Свет понял, что слухи о ясновидении Зохры не были преувеличенными; по крайней мере, в том, что касалось прошлого путников.
– Садись, – Зохра сдернула с широкого блюда, полного горячих пирогов, полотенце, расшитое неведомыми зверями, – все вопросы потом.
Умывшись при помощи нехитрого, никогда невиданного устройства, которое Зохра назвала рукомойником, Свет уселся за стол. Откусив от первого пирога внушительный кусок, охотник закрыл глаза и представил себя дома, в избе тетки Любаши и дядьки Радогора, в кругу его большой семьи, и вдруг отчаянно захотел, чтобы все это случилось наяву. Чтобы не было битв и сражений, погребальных костров и даже… Халиды. Если бы пошлое можно было вернуть, он готов был пойти на такую жертву.
– Увы, – прошелестел рядом чужой голос, – прошлое можно увидеть, но не вернуть.

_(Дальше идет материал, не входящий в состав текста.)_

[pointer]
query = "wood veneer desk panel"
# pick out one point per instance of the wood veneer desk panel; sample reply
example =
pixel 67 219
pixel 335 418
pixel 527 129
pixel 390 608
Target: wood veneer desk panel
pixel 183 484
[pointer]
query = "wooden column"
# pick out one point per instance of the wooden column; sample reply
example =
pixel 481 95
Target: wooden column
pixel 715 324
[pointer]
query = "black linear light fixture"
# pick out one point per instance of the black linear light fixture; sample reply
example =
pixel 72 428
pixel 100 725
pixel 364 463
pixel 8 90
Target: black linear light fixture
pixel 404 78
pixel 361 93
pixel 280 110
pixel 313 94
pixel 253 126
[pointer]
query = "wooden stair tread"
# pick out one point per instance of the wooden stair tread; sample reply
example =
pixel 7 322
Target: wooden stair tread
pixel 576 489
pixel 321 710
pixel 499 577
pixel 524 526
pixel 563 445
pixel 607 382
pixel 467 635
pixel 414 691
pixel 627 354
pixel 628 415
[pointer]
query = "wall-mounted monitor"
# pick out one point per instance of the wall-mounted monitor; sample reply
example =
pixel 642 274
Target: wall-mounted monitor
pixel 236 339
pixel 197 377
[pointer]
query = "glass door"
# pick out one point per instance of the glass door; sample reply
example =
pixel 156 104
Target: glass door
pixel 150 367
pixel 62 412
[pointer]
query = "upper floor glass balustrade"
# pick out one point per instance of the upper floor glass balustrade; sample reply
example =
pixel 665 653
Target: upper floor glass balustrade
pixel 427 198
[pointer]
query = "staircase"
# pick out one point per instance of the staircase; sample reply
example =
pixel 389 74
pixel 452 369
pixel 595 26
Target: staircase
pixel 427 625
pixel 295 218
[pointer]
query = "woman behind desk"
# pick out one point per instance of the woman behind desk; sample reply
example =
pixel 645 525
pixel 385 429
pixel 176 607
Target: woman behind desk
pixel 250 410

Зохра вернулась за стол. Теперь ее глаза не смеялись. Но за тем, как молодой охотник утоляет богатырский аппетит пирогами и холодным козьим молоком, она наблюдала с искренним удовольствием.
– Вкусно, – признался Свет, и неожиданно спросил, – а не страшно здесь одной, тетушка?
– Здесь мало кто бывает, – ответила ему Зохра, улыбнувшись, – к тому же у меня есть защитник.
Она показала пальцем на пушистого серого кота, который грелся рядом на солнышке. Тот, словно поняв, что речь пошла о нем, вскочил, выгнул спину, и направился к хозяйке.
– Мой Пушок, – ласково сказала старушка, – кот, каких больше не осталось в подлунном мире. Кстати, как и твой Волк.
Она теперь показывала на огромного пса, который, к искреннему изумлению Света, шарахнулся он маленького мышелова как от настоящего тигра. Свет слишком хорошо знал своего пса, чтобы подумать, что наевшийся Волк таким образом выказывает свою признательность. Он пригляделся к коту, запрыгнувшему на колени Зохре. Тот, словно специально, мазнул перед собой воздух лапой, которую украшали кривые острые когти. Но не сами они были примечательны – почтительную опаску внушала какая-то густая маслянистая жидкость, которой были смазаны когти.
Старушка проследила взгляд охотника.
– Это яд, равного которому нет, – понятной гордостью заявила она, – в это трудно поверить, но среди его далеких предков есть и кошки, и ядовитые змеи. Что было тому причиной – каприз природы или злая шутка чародея – не скажет уже никто, потому что Пушок – последний в своем роду.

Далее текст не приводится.